Whether it’s a tuna sandwich, steak dinner or a four-figure payment, there’s always the possibility of influence. And that’s how conflicts of interest begin in the medical field.

That was the message this morning from reporters Peter Whoriskey of The Washington Post and John Fauber of the Milwaukee Journal Sentinel during their panel on reporting on medical and financial conflicts of interest during AHCJ’s Health Journalism 2013 in Boston.

“Their job is to sell as much product as they can and maximize profits,” Fauber said of the pharmaceutical companies. “One of the ways they do that is by creating financial relationships with various stakeholders, which can be doctors, medical societies or medical schools. While this may be good for the bottom line of the drug companies, it may not work out for the patients.”

Fauber advised journalists to be on the watch for several things: promotional speaking gigs by physicians; participation in continuing medical education (CME) events; financial relationships between medical journal editors and drug companies; and royalties that come back to hospitals and physicians.

“It struck me very quickly that all the cynicism the media brings to politicians or companies, anybody, is held in abeyance for doctors and anybody that wants to heal you,” Fauber said.

Before setting out to investigate such relationships, the Post’s Whoriskey said reporters should first determine what exactly bias is and how it gets created.

“For a reader, I want to provide them with more than a tuna sandwich for bias,” he said.

So identifying bias, he said, simply isn’t a black and white issue. Most people don’t start out thinking they’re actually going to be biased in the first place, especially by something like a pen, pencil or a sandwich.

“I didn’t find what I would call ‘great evil’ or that as a system it created great evil, but you have people all the time throughout the system that are just slightly twisted off the track,” he said.

And that, unfortunately is the problem, according to panelist Dr. Adrienne Fugh-Berman of Georgetown University and director of PharmedOut, said things like tuna sandwiches, or free pens for physicians, can actually do more harm than a large financial payment.

“No one wants to think of themselves as being bought off by something small,” Fugh-Berman said.  “Nobody likes to think of themselves as being bought out for $5, so you change your thinking.”

The issue runs deep into the medical industry such as ghostwritten medical articles as well as sparse financial disclosures on studies that promote off-label drug prescribing.
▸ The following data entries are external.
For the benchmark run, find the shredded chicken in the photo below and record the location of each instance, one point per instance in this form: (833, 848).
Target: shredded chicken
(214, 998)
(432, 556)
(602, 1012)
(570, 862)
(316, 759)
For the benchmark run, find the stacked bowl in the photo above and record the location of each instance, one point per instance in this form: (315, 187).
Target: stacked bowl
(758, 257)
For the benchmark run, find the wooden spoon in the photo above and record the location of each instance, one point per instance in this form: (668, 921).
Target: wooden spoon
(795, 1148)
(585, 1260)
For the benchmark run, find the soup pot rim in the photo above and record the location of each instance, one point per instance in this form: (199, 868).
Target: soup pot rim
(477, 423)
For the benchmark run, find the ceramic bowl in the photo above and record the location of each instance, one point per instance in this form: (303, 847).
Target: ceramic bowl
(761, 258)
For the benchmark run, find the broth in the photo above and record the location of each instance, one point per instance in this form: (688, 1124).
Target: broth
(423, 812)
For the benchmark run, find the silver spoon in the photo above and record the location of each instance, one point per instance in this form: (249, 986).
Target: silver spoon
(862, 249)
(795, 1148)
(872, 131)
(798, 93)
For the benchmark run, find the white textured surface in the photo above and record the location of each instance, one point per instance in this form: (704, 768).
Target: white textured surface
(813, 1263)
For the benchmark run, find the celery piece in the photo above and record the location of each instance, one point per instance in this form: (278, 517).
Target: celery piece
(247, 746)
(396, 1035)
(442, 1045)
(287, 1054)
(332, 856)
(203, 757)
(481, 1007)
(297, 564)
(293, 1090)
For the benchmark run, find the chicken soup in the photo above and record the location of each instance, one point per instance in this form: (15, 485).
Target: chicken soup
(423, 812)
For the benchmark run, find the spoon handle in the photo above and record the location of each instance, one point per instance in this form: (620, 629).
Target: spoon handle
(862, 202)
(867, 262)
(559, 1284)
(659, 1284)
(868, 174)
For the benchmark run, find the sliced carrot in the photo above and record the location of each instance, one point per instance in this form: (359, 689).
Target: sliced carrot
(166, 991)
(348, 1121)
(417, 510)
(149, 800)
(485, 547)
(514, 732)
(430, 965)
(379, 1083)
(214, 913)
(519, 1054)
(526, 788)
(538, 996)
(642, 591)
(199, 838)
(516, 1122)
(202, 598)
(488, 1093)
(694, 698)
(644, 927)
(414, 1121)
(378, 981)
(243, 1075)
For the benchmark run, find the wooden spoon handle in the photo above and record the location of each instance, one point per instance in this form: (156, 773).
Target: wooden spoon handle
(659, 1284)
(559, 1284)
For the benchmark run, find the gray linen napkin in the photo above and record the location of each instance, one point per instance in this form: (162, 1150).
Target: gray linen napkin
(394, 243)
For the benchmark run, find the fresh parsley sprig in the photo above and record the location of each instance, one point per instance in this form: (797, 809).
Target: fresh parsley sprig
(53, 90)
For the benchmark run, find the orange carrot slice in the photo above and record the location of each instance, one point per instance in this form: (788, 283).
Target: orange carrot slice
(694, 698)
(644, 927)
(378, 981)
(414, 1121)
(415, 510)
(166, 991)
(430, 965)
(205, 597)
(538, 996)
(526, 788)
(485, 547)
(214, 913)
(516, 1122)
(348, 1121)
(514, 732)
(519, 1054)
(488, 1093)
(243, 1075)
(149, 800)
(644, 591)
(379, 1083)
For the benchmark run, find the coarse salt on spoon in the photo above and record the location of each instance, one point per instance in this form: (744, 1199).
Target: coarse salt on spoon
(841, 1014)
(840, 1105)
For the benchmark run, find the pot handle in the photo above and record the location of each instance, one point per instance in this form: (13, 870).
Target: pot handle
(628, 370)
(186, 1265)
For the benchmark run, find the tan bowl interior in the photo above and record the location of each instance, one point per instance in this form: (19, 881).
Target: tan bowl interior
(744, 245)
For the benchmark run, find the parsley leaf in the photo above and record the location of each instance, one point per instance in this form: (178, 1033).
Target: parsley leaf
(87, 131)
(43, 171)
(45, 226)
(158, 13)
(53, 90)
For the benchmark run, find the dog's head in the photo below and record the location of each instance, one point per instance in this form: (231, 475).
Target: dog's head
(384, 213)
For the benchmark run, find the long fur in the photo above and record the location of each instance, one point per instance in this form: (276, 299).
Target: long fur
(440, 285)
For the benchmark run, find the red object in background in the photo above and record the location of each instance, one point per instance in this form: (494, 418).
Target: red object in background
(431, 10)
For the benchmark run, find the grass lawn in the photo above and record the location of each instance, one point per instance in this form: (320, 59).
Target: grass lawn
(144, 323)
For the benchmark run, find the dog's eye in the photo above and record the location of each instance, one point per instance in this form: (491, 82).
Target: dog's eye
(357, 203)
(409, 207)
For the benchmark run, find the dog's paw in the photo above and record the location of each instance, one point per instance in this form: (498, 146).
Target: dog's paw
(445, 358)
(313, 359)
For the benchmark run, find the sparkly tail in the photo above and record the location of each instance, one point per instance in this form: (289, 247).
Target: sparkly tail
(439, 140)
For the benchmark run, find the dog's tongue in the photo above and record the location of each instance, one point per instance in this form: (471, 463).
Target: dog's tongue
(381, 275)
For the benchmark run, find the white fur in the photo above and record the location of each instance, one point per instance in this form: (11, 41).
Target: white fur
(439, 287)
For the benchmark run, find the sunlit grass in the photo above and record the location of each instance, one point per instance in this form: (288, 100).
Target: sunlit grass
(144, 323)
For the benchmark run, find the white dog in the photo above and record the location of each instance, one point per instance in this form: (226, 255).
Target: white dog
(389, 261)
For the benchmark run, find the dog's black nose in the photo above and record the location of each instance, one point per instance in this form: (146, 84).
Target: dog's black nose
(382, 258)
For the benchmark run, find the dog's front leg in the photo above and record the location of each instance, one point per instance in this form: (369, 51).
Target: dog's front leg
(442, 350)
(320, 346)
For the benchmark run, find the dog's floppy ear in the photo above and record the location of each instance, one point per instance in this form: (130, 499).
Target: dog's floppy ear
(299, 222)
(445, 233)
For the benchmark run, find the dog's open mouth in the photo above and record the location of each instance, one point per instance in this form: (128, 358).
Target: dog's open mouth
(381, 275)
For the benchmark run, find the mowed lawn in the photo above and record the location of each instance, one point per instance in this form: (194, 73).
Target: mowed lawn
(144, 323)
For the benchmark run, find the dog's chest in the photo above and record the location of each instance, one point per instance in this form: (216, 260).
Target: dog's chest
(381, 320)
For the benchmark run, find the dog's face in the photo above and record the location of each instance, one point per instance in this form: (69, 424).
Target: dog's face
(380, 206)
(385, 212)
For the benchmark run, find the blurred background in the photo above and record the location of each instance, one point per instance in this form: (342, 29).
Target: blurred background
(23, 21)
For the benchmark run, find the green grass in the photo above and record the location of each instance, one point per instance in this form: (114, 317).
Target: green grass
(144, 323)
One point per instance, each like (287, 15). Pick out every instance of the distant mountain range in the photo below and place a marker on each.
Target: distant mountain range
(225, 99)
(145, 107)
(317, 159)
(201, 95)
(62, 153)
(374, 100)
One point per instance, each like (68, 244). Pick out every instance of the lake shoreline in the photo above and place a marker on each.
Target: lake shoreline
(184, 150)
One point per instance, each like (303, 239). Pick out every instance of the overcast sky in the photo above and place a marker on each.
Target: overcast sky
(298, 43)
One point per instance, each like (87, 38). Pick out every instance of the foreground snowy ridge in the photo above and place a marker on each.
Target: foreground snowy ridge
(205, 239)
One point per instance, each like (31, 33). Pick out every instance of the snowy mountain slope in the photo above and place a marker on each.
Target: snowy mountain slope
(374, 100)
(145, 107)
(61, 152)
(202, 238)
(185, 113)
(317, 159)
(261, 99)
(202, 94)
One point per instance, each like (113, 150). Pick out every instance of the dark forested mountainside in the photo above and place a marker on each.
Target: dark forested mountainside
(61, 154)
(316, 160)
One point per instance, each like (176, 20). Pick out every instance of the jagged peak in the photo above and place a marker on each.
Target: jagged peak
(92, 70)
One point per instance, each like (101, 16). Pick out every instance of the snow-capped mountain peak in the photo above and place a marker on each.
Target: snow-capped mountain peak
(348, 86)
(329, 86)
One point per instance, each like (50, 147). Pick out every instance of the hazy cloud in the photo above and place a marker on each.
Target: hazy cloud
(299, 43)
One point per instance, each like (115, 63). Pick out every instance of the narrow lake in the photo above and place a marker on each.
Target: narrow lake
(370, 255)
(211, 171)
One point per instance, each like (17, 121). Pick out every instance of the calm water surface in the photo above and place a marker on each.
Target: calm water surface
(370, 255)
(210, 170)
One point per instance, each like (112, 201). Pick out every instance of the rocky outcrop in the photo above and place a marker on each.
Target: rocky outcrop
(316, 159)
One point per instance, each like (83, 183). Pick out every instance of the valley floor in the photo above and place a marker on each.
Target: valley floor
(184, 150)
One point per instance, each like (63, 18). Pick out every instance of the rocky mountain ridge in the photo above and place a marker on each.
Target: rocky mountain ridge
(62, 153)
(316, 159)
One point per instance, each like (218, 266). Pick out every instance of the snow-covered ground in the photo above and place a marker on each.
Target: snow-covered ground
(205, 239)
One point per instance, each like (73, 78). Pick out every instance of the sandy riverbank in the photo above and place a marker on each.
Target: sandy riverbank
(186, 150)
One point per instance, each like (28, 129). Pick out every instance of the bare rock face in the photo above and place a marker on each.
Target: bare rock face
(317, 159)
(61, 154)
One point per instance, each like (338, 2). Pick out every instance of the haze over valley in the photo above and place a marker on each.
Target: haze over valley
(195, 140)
Fugh-Berman and Harvard Medical School’s Dr. Jerry Avorn both pointed to resources online developed by medical watchdog groups like PharmedOut, and online databases PCORI and rxfacts.org and disclosures about physician payments made possible by the Sunshine Act. Both pointed to the importance of including information about physician conflicts of interest in published stories both online and in print, and about finding independent epidemiologists and other experts.

But Avorn also reminded the group that not all physicians are out to do harm, and not to discount any study or report funded by the pharmaceutical industry.

“We are at risk of not believing anything even when it is valid,” Avorn said. “My work has been on can we wrest back from industry some control for patients on the part of doctors, and how can we transmit information that is not about spin or product placement or sales.”

“I think we have to worry less about the people who are willing to sell their opinion for money, and need to pay attention to the subconscious, unintentional bias it brings to our stories,” she said. “That has more of an effect than people taking cash for opinions.”